Connectivity issues for random phones in CUCM 8.6 on Vmware

adix1 · ‎01-13-2015

I have a client that has problems with around half of there ip phones (6921 & 7945) after a situation with overheating in the serverroom.

The solutions was a 1 Publisher, 1 subscriber setup with each on a separate Vmware server.

The Publisher is connected to the Core Switch which is further connected to 4 distribution switches which again connect to 5 more distribution switches. They have around 200 ip phones connected to these switches that get assigned IP's with DHCP.

The physical disk that the Subscriber was on was destroyed the incident.
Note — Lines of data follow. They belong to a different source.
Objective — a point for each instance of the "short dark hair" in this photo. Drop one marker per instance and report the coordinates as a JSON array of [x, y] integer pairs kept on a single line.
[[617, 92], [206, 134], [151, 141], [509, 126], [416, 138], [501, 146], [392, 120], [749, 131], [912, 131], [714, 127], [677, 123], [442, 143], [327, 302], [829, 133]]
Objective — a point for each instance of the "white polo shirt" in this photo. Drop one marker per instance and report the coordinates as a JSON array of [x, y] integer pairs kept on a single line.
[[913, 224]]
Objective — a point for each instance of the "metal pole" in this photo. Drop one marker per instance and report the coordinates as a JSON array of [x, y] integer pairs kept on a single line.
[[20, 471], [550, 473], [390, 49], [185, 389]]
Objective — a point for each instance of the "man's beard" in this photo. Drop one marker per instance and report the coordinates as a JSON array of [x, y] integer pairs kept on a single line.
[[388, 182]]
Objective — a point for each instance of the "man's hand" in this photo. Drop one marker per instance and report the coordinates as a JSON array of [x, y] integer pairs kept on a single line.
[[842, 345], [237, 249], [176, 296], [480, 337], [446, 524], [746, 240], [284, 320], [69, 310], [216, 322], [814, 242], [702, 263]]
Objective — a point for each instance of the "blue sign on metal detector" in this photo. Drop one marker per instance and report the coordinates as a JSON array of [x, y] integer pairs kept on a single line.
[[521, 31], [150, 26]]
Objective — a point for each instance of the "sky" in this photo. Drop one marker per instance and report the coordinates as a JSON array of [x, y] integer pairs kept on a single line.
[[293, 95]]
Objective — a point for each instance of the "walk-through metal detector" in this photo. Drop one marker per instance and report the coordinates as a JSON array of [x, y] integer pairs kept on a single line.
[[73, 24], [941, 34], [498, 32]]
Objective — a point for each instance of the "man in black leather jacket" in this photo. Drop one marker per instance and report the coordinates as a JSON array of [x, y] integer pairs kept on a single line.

The Publisher they recovered, but to do this they had to recreate the vm descriptor file and attach it to the flat-file.

So the current situation is that the system is running with only 1 Publisher and no Subscriber.

There is also a license warning in the CCM Admin section, stating a License Overage (2 nodes used, but only 1 licensed.)

The license status is not invalid though, and the license state is "Uploaded". This second node I suppose might be the Subscirber that no longer exists? The phones have more than enough licenses.

When powered up the system seems to run as it should, but only about half the phones have connectivity to and can register with CUCM.

I have tried to reboot some phones remotely by cutting the power on the switch interfaces where they are attached, but that made no difference.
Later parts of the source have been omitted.